Let $A$ be a finite dimensional semisimple quasitriangular Hopf algebra over $\mathbb{C}$ with universal $R$-matrix denoted by $\mathcal{R}\in A\otimes A$. The Drinfeld element of $A$ is defined as$$u=m(S\otimes\mathrm{id})\mathcal{R}_{21}.$$For finite dimensional semisimple Hopf algebras, $u$ is a central element, i.e., $ux=xu$ for $x\in A$.
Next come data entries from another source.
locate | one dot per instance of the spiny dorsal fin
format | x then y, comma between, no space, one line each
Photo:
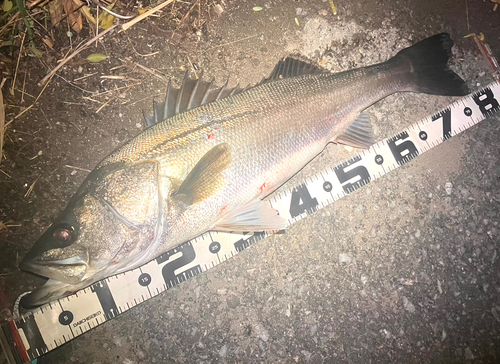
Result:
197,92
191,94
293,67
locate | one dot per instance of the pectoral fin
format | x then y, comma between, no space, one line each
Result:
206,178
255,216
359,134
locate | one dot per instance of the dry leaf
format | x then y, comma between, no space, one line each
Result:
2,123
71,7
97,57
7,5
49,42
56,10
107,21
88,15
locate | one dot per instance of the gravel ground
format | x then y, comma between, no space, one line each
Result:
402,270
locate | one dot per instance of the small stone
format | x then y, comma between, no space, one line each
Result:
306,353
233,302
408,305
345,259
314,329
468,354
223,351
448,187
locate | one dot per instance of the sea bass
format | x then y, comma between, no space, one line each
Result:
211,156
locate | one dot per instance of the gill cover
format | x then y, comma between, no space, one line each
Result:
110,224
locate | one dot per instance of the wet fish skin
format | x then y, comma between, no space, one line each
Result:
208,168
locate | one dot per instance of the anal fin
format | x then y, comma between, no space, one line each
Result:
359,134
254,216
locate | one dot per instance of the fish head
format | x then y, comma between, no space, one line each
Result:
109,226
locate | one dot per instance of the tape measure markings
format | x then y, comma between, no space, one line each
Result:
51,325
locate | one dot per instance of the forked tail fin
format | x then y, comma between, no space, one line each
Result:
429,67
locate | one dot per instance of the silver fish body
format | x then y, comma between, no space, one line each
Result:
208,168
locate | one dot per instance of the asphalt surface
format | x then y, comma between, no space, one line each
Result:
405,269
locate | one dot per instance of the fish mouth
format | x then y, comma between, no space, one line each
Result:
50,291
69,271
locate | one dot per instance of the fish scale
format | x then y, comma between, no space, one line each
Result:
210,167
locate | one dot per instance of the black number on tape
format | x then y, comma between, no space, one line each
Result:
486,101
403,151
214,247
33,335
302,201
144,279
360,173
106,299
65,318
168,270
446,116
242,244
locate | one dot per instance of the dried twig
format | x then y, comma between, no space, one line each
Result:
51,73
80,169
17,65
30,189
189,11
105,104
153,72
2,122
145,15
29,107
229,43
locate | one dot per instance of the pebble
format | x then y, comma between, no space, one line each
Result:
448,188
408,305
345,259
223,351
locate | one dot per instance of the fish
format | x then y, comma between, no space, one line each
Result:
210,156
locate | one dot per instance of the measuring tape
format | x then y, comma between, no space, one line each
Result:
60,321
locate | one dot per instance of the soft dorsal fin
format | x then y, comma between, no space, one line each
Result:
293,67
206,178
191,94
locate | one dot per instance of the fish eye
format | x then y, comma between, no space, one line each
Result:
64,235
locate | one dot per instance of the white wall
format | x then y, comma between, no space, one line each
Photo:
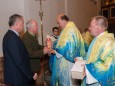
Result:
79,11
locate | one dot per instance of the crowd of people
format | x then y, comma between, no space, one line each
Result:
22,55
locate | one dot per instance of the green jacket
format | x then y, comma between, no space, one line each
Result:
35,50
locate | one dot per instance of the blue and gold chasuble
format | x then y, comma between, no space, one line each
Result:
101,59
70,45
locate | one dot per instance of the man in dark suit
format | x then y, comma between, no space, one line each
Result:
36,51
17,71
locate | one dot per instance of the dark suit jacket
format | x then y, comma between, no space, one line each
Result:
35,50
17,71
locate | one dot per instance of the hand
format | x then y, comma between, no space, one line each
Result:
35,76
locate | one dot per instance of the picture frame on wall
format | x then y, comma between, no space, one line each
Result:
105,12
112,12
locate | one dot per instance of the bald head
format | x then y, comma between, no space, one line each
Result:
62,20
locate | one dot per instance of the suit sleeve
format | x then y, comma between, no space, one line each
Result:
20,57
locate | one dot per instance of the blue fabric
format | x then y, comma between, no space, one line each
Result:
70,45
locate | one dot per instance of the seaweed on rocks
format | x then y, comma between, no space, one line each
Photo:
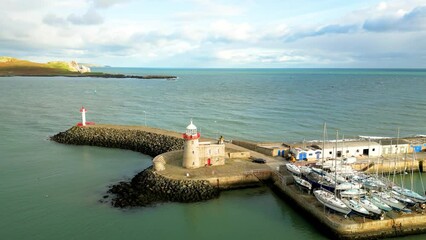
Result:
148,188
148,143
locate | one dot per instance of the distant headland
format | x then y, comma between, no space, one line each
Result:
10,67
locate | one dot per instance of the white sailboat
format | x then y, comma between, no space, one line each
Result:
354,192
302,182
367,204
408,193
392,202
379,203
356,207
329,200
293,168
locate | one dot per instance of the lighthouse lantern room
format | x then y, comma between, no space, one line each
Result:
83,122
191,151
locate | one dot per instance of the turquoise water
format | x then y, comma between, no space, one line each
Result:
51,191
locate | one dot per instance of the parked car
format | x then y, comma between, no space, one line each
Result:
258,160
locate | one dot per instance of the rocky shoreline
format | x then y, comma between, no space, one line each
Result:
148,143
146,188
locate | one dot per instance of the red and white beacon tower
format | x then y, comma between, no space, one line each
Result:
191,157
83,116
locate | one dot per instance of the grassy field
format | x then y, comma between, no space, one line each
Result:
16,67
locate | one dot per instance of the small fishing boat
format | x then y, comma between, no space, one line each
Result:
356,207
329,200
303,183
392,202
404,199
354,192
379,203
348,185
319,181
336,177
367,204
411,194
292,168
305,170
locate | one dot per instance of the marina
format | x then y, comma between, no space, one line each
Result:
52,190
354,204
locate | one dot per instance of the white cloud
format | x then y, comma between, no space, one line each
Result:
107,3
260,55
228,31
91,17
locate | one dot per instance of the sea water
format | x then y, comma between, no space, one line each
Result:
52,191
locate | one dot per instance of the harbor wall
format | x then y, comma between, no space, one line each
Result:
255,147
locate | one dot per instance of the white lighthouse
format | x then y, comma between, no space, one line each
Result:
83,116
191,150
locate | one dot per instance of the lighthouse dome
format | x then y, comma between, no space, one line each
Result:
191,129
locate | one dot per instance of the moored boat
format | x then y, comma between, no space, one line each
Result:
348,185
356,207
329,200
367,204
411,194
404,199
302,182
392,202
355,192
379,203
293,168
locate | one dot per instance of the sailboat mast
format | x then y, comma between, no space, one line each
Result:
323,143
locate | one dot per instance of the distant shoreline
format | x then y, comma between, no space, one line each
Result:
93,74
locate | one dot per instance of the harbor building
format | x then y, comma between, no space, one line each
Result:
332,149
199,154
417,144
391,146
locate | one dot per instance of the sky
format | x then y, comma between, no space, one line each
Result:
217,33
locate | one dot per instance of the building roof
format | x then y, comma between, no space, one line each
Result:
332,144
191,126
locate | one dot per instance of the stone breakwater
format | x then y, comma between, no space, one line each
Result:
148,188
145,142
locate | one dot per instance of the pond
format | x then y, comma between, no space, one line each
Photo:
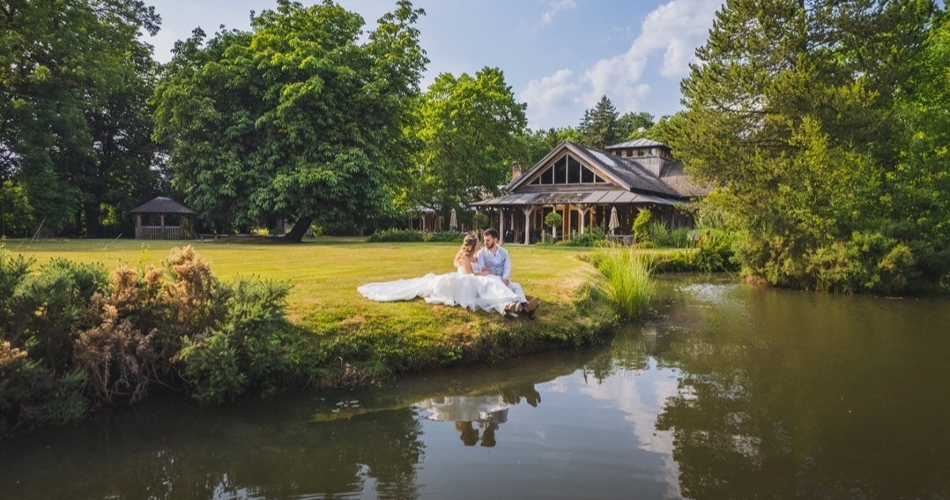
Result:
724,391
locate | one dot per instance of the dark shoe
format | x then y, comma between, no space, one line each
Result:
531,307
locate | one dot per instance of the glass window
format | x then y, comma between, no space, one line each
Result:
560,171
573,171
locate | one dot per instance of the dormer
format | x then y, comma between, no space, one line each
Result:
641,148
649,154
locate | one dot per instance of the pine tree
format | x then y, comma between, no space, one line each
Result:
790,111
600,125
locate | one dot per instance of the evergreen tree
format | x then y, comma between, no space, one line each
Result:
791,112
599,126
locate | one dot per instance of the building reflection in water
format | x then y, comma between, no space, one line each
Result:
478,417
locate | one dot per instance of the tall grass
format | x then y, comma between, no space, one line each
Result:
627,280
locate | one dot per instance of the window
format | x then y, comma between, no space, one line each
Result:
560,171
573,171
586,175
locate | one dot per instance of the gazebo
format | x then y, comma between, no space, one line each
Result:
156,211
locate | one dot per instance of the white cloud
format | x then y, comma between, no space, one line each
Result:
546,96
556,7
672,32
679,27
676,28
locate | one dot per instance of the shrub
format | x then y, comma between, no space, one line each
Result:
590,238
71,337
446,237
641,226
396,236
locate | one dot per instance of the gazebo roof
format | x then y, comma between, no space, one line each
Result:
163,205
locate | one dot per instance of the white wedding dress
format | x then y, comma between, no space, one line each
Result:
487,293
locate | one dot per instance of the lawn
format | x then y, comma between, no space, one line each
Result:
324,273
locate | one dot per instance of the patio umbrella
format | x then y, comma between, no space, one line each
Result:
614,221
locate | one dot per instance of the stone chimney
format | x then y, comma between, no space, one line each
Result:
515,171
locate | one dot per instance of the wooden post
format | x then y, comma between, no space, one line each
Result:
582,214
527,224
501,223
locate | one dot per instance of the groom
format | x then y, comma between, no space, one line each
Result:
495,258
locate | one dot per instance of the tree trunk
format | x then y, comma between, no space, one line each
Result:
295,235
93,218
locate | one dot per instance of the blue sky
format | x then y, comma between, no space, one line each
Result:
558,56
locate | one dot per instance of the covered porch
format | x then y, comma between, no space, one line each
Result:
519,218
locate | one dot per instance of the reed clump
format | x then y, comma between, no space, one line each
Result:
628,281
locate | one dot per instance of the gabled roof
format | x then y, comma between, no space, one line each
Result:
623,172
639,143
162,205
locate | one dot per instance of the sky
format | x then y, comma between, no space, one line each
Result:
558,56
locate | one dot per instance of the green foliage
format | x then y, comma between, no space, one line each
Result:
16,213
641,226
600,125
72,339
211,366
471,130
813,143
590,238
396,236
302,118
628,281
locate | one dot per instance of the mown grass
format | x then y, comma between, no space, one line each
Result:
384,337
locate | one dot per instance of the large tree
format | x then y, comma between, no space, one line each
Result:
74,125
792,112
299,119
471,130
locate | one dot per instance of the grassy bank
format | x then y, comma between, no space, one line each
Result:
360,339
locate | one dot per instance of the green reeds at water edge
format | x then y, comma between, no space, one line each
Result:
627,280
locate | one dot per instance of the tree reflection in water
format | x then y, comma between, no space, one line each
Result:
790,395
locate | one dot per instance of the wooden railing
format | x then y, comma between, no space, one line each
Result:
162,233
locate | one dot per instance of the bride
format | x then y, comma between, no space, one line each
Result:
472,286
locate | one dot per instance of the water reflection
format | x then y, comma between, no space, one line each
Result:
725,391
792,395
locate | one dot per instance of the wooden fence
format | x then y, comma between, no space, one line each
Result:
162,233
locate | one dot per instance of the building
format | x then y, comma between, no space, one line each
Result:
593,188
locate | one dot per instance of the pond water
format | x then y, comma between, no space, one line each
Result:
725,391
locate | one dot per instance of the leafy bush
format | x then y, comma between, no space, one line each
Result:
594,237
396,236
71,337
641,226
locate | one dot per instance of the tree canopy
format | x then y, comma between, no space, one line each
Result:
471,130
74,122
298,119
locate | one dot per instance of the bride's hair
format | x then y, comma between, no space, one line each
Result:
468,248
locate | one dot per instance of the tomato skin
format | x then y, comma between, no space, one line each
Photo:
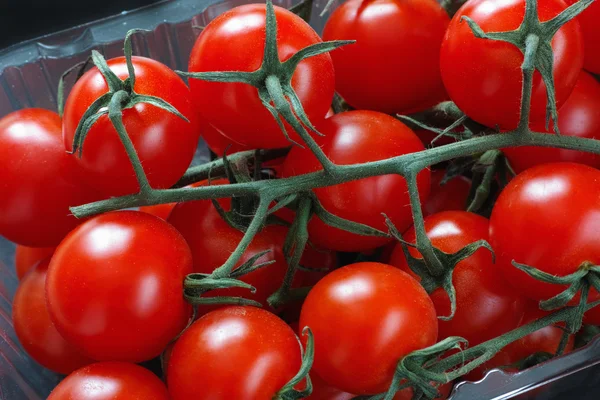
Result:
369,78
115,286
578,117
484,77
451,196
366,306
356,137
544,206
35,330
110,381
591,36
38,180
233,353
486,306
235,108
27,257
164,142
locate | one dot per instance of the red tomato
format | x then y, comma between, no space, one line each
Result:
115,286
235,108
27,257
371,78
38,182
365,317
484,77
547,218
233,353
591,36
450,196
164,142
486,306
356,137
578,117
111,381
35,331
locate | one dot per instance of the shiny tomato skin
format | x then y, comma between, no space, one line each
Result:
38,180
235,108
484,77
365,317
164,142
544,218
357,137
35,330
110,381
242,353
27,257
591,36
451,196
115,286
368,77
578,117
486,305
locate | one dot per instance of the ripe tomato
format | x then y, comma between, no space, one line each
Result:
578,117
478,284
484,77
235,108
115,286
450,196
368,77
27,257
356,137
35,331
164,142
547,218
233,353
591,36
38,180
365,317
110,381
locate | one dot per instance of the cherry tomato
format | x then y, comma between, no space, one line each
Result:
115,286
111,381
546,218
38,180
368,77
591,35
35,331
356,137
27,257
235,108
240,353
365,317
578,117
486,306
164,142
450,196
484,77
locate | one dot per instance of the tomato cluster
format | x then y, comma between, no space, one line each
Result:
99,295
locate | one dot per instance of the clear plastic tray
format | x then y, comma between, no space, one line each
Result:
29,74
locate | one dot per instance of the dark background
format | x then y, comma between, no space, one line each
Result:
26,19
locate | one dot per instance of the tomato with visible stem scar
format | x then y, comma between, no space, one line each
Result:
486,305
38,180
241,353
35,330
365,317
164,142
484,77
371,78
358,137
110,381
578,117
235,109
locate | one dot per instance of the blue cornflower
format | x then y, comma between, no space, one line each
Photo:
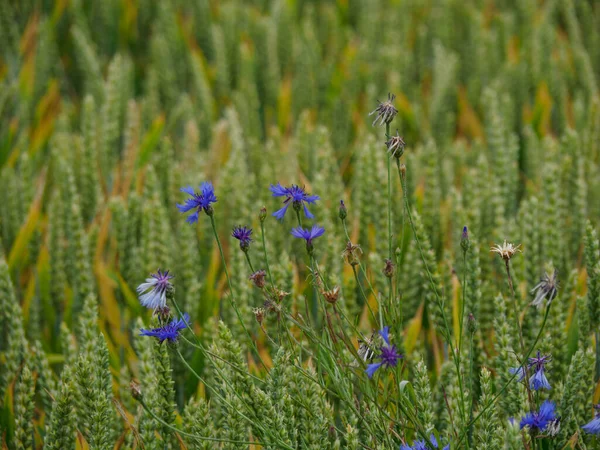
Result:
389,355
542,418
308,235
243,234
153,293
538,380
294,195
593,427
199,201
170,331
422,445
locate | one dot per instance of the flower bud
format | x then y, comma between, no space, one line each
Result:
471,324
389,268
332,295
465,243
259,315
258,278
343,213
136,390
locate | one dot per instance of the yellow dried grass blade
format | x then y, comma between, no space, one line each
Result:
19,248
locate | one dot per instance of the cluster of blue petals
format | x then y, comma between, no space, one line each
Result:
388,356
422,445
170,331
199,200
292,194
540,419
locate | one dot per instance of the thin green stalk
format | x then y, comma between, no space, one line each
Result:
232,301
521,341
262,236
362,269
387,134
190,368
462,312
510,380
471,364
193,436
363,292
249,262
455,355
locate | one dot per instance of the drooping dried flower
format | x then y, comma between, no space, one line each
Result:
153,293
389,354
385,111
395,145
506,250
200,201
352,253
258,278
243,234
546,289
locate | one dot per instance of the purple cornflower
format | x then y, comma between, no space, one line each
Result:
593,427
295,196
308,235
538,380
389,355
170,331
199,201
243,234
540,419
421,445
153,293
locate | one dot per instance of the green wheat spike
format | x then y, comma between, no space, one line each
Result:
485,434
60,430
13,334
198,421
24,408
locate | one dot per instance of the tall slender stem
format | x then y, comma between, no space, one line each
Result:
232,301
262,236
510,380
518,324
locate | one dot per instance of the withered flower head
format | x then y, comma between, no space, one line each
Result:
385,111
259,315
506,250
352,253
389,268
258,278
395,145
546,289
271,306
332,295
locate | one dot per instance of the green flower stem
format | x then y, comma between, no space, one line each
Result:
214,391
462,309
249,262
364,272
447,335
232,301
363,293
193,436
262,236
521,341
510,380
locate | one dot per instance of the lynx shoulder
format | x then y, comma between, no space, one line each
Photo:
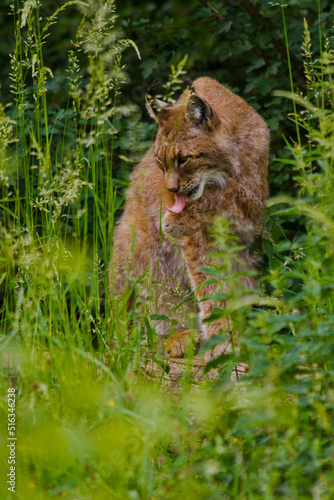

A Drinfeld twist for $A$ is an invertible element $J=J^{(1)}\otimes J^{(2)}\in A\otimes A$, with inverse $\bar{J}=\bar{J}^{(1)}\otimes \bar{J}^{(2)}\in A\otimes A$ satisfying\begin{equation} (\Delta\otimes \mathrm{id})(J)J_{12}=(\mathrm{id}\otimes \Delta)(J)J_{23}, \;\; (\varepsilon\otimes \mathrm{id})(J)=(\mathrm{id}\otimes \varepsilon)(J)=1,\;\; J\bar{J}=1\otimes 1,\end{equation}where $\mathrm{id}$ is the identity map of $A$. Given a twist $J$ for $A$, we can define the twisted quasitriangular Hopf algebra$(A^J,\Delta^J,\varepsilon^J,S^J, \mathcal{R}^J)$ as follows: $A^J=A$ as analgebra, the coproduct, counit, antipode, and universal $R$-matrix are determined by\begin{eqnarray}\Delta^J(x)=J^{-1}\Delta(x)J,\quad \varepsilon^J=\varepsilon,\quad S^J(x)=w^{-1}S(x)w,\quad \mathcal{R}^J=J_{21}^{-1}\mathcal{R}J\end{eqnarray}for all $x\in A$, where $w=m(S\otimes \mathrm{id})J=SJ^{(1)}J^{(2)}$ is an invertible element of $A$ with $w^{-1}=\bar{J}^{(2)}S\bar{J}^{(1)}$.
Question: is the Drinfeld element of $A^J$ the same as the Drinfeld element of $A$?